Efficacy: It can eliminate shoulder and neck blood stasis, make the spine more flexible, and thus prevent neck pain and low back pain. But when the body rotates, pay attention to the order of neck-chest-waist, consciously twist from top to bottom, and lift the spine up with the neck.

three

Eye care method

Action 1

Sit in a chair, close your eyes, relax your shoulders and keep your mood stable for 5 minutes.

Action 2

Stand up, put your forefinger together in front of your nose, stare at your fingertips 10 seconds, and breathe naturally.

Action 3

Move your right hand to the right, keep your eyes on the fingertip of your right hand until you can't see it, and then look back slowly. Instead, do the same thing with your left hand.

Action 4

Move the raised finger left and right, and keep your eyes on the finger 10 second.

Action 5

Put your hands down, keep your body still, stare at the top of your head for 10 second as much as possible, then stare down for 10 second, turn your eyes right, down, left and up three times, and then turn left, down, right and up three times.

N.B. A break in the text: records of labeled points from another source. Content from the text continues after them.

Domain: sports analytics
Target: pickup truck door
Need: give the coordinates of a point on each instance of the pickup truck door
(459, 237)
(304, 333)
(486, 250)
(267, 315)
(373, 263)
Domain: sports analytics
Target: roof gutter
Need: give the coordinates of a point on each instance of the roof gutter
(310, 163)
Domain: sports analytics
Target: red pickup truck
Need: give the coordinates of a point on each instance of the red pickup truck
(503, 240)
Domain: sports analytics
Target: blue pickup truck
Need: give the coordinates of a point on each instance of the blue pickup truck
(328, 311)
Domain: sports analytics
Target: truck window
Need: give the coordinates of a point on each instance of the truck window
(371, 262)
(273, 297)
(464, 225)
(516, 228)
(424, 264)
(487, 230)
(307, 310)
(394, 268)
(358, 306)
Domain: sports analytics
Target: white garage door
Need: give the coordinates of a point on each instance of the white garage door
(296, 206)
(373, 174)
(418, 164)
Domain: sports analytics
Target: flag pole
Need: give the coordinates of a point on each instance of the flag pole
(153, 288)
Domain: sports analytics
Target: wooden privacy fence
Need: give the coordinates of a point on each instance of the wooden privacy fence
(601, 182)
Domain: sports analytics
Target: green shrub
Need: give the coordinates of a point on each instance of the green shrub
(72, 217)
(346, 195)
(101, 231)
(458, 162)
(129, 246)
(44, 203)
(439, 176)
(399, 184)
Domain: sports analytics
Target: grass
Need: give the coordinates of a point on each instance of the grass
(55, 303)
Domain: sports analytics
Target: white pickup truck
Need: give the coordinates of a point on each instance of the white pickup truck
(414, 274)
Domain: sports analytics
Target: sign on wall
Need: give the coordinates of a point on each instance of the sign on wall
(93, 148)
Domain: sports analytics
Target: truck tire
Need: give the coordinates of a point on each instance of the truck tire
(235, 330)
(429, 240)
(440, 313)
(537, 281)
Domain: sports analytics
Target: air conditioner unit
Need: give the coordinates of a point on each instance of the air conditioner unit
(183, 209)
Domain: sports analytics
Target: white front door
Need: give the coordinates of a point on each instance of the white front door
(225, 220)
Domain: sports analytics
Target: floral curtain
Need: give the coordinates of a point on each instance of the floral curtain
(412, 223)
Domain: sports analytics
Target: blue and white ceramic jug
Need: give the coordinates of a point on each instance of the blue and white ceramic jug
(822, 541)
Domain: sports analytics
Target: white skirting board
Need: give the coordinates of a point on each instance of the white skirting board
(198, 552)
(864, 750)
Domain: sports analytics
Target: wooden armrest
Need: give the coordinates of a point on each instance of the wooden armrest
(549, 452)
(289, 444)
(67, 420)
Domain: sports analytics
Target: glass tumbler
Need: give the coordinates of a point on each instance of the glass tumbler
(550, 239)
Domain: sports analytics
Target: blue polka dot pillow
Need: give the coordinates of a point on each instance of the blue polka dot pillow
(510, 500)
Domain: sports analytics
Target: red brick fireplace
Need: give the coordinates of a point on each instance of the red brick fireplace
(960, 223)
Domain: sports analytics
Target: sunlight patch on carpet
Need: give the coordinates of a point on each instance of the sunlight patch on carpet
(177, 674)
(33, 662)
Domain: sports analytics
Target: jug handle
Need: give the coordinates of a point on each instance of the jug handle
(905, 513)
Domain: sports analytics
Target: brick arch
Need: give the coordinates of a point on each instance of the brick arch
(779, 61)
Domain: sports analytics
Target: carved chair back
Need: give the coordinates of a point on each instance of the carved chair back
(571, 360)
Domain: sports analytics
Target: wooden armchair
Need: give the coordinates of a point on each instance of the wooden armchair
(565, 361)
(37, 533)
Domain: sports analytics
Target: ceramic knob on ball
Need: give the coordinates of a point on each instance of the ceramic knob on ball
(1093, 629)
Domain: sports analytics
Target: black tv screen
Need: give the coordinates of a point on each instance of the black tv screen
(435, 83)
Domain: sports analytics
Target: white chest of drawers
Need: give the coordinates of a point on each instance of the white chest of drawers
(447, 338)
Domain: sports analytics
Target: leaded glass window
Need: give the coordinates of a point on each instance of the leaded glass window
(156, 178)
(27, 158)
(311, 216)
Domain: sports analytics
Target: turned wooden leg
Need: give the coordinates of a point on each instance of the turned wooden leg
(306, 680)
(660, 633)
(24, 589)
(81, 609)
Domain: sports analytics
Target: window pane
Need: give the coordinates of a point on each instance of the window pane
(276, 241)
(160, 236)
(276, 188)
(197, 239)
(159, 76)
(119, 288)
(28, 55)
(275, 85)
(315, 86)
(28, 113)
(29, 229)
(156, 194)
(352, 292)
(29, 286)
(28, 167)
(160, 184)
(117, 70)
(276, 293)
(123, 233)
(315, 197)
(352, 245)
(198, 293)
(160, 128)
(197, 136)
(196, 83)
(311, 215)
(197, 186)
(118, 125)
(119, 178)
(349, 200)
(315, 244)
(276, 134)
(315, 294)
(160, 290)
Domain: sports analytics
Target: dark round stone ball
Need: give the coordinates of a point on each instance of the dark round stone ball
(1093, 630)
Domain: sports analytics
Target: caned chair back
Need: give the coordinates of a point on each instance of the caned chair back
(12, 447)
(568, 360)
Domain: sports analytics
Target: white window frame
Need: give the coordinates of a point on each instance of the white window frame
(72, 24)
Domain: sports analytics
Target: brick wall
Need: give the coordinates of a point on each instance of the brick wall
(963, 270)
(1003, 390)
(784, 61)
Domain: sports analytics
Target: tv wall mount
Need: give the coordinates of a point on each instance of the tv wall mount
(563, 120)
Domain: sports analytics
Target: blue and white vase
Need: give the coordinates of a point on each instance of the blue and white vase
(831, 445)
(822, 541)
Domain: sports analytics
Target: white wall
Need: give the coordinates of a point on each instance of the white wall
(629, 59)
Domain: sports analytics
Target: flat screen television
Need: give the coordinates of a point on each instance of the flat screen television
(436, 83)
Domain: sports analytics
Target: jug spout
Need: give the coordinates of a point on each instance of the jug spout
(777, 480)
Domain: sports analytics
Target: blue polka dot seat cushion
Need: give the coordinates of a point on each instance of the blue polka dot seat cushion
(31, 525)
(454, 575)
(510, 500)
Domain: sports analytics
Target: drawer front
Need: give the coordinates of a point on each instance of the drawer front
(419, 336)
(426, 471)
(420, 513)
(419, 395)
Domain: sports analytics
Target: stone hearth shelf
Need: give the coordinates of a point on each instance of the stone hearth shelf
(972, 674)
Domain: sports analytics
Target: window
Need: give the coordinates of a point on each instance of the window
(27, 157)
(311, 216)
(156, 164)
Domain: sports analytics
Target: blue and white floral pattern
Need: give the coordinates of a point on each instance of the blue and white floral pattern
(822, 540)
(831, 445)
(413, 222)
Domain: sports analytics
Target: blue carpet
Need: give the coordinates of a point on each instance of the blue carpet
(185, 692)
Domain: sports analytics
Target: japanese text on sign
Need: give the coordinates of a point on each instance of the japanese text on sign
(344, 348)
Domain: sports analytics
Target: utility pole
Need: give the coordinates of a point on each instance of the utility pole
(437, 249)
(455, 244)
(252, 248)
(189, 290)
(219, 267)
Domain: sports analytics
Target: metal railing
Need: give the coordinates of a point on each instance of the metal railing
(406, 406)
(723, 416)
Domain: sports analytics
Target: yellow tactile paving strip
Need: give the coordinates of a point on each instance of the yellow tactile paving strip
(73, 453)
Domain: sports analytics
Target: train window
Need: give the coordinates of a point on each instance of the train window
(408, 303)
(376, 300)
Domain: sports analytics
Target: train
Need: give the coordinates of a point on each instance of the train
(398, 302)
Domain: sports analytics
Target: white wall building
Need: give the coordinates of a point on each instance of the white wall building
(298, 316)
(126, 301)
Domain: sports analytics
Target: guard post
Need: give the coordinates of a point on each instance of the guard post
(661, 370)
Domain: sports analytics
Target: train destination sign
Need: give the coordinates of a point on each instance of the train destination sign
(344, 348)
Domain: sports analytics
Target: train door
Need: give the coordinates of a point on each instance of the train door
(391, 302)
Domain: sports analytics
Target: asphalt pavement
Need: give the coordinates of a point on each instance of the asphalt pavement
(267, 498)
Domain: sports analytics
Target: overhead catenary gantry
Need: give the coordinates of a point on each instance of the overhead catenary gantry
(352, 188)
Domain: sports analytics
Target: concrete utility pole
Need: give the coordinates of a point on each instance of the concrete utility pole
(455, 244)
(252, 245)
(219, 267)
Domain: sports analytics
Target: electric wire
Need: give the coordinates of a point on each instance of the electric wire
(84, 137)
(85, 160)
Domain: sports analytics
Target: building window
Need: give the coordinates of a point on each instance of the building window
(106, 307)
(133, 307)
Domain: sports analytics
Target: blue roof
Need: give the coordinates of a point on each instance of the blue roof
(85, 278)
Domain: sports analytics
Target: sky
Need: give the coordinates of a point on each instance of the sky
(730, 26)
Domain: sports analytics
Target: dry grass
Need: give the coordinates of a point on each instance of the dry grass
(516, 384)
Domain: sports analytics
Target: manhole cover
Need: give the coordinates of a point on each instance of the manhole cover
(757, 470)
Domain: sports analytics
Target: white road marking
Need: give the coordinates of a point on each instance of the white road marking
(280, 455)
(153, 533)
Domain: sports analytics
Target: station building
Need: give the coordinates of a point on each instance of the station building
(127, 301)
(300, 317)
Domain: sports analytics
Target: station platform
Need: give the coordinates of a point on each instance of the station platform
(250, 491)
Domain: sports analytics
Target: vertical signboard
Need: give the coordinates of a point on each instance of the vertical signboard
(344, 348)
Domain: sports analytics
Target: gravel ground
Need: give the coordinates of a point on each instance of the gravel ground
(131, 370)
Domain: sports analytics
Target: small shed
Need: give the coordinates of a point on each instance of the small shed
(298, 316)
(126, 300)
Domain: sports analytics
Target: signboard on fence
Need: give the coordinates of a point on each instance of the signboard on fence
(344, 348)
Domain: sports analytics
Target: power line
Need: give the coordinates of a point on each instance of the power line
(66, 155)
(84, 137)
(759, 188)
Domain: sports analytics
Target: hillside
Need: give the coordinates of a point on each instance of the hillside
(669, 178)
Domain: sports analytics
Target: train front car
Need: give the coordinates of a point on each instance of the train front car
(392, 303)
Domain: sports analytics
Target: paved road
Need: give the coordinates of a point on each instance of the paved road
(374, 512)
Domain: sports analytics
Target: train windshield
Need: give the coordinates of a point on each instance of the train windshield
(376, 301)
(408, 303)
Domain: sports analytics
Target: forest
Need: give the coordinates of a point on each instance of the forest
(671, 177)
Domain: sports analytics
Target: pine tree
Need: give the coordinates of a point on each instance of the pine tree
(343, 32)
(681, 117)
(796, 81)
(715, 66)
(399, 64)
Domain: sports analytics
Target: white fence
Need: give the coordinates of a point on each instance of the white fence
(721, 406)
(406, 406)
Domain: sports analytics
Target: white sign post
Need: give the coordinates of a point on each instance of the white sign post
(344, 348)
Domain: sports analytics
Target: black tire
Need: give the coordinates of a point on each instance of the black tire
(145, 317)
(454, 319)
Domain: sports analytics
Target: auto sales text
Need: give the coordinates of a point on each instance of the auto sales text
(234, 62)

Efficacy: It can cultivate concentration, eliminate eye fatigue and prevent congestion. Focus on your fingertips when practicing, and don't move your head when moving your eyes. Don't blink when you stare.

four

Wind blowing technology

Action 1

Stand with your fingers crossed over your head, and turn your wrists so that your palms are facing up.

Action 2

Lift your body, land on your toes, exhale, slowly bend your body to the left to reach the limit, breathe evenly, relax your body, and hold for 10 second.

Action 3

Inhale, get up slowly, return to your original position, and practice on the other side. Repeat 5 times.

Efficacy: It can reduce waist fat, relieve shoulder and back stiffness, enhance balance, and make your figure beautiful. When practicing, breathing should be coordinated with practice, and toes should be firm.

five

Standing dance method

Action 1

Stand behind a chair with a backrest, hold the backrest with your left hand, bend your right leg backwards, inhale, and grab your right ankle with your right hand.

Action 2

Exhale, slowly lower your upper body, raise your head, and stretch your right leg with your right hand. After normal breathing 10 times, slowly recover.

Action 3

Repeat on the other side, 5 times on each side.

Efficacy: It can exercise the muscles of the whole body and help to relieve all kinds of back pain and slight spinal injury. When practicing, the consciousness should be placed on the back of the waist, and when lifting the legs upward, it should be done according to its own state, not hard.